Re: Natural language parsing (NLP) with D
On Tuesday, 20 October 2015 at 12:01:44 UTC, Eliatto wrote: Why is this field unpopular among (D)evelopers? I work with NLP almost all the time and D is very well suited for it. It's mainly text-to-speech stuff, but I have a tiny POS tagger (or rather POS identifier) as well. D would be well suited for creating higher, simpler rule languages that linguists who have no clue about programming could easily use. I've been thinking about this for a while now, and I wish I had the time to come up with something and implement it. I'm thinking of a suite that would cater for the various aspects of NLP, e.g. phonemic transcriptions, POS tagging, morphological and grammatical analysis, collocation etc. A one stop shop for linguists. But, alas, time is scarce. If you have any ideas, please share.
Re: Natural language parsing (NLP) with D
On 10/20/2015 08:01 AM, Eliatto wrote: Hello! I am rather new to D ecosystem (I am a C++ developer). I know that there are code-dlang and awesome-D collections of libraries. But I have not found any NLP libraries in D (https://github.com/jogojapan/drulex is not worth mentioning), though there are Go and Rust NLP libraries on github (they are new languages too). Why is this field unpopular among (D)evelopers? What can be used for base POS tagging and NP chunking of English texts instead? I mean wrapping some C/C++ library without porting. Which one will cause minimal headache during glueing with D? P.S. I suppose that it will be nice to see the histogram of libs using "awesome-D" list. For example, one rectangle shows 3D engine percentage(libs number divided by total awesome-D libs count and multiplied by 100), another shows logger libs percentage... In my NLP days I remember the common procedure was to run taggers/chunkers/etc as processes driven by scripts. That said, a library offers more options and it would be interesting to see such in code.dlang.org. -- Andrei
Re: Natural language parsing (NLP) with D
On Tuesday, 20 October 2015 at 12:01:44 UTC, Eliatto wrote: Why is this field unpopular among (D)evelopers? We aren't numerous, so there hasn't been anyone to tackle the NLP problems now (and many other domains). There is plenty of space to start domain-specific libraries. You could do it :)
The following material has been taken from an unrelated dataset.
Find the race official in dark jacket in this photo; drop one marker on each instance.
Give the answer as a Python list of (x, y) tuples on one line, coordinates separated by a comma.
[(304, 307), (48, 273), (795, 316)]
Re: Natural language parsing (NLP) with D
On 21/10/15 1:01 AM, Eliatto wrote: Hello! I am rather new to D ecosystem (I am a C++ developer). I know that there are code-dlang and awesome-D collections of libraries. But I have not found any NLP libraries in D (https://github.com/jogojapan/drulex is not worth mentioning), though there are Go and Rust NLP libraries on github (they are new languages too). Why is this field unpopular among (D)evelopers? What can be used for base POS tagging and NP chunking of English texts instead? I mean wrapping some C/C++ library without porting. Which one will cause minimal headache during glueing with D? P.S. I suppose that it will be nice to see the histogram of libs using "awesome-D" list. For example, one rectangle shows 3D engine percentage(libs number divided by total awesome-D libs count and multiplied by 100), another shows logger libs percentage... The only thing I could find on code.dlang.org was https://github.com/Herringway/natcmp Not really what you want I think. In terms of binding c/c++ to D, you should be able to do it almost whole sale. You will need to create shims on C++'s side for certain features such as operator overloads, templates and of course creation. At least as of what I know. There was some serious C++ improvement fairly recently (DDMD) so somebody else will need to confirm about it. As for which C/C++ library you should base off of? Well no idea, what would you like to use? Also this would be better suited for D.learn.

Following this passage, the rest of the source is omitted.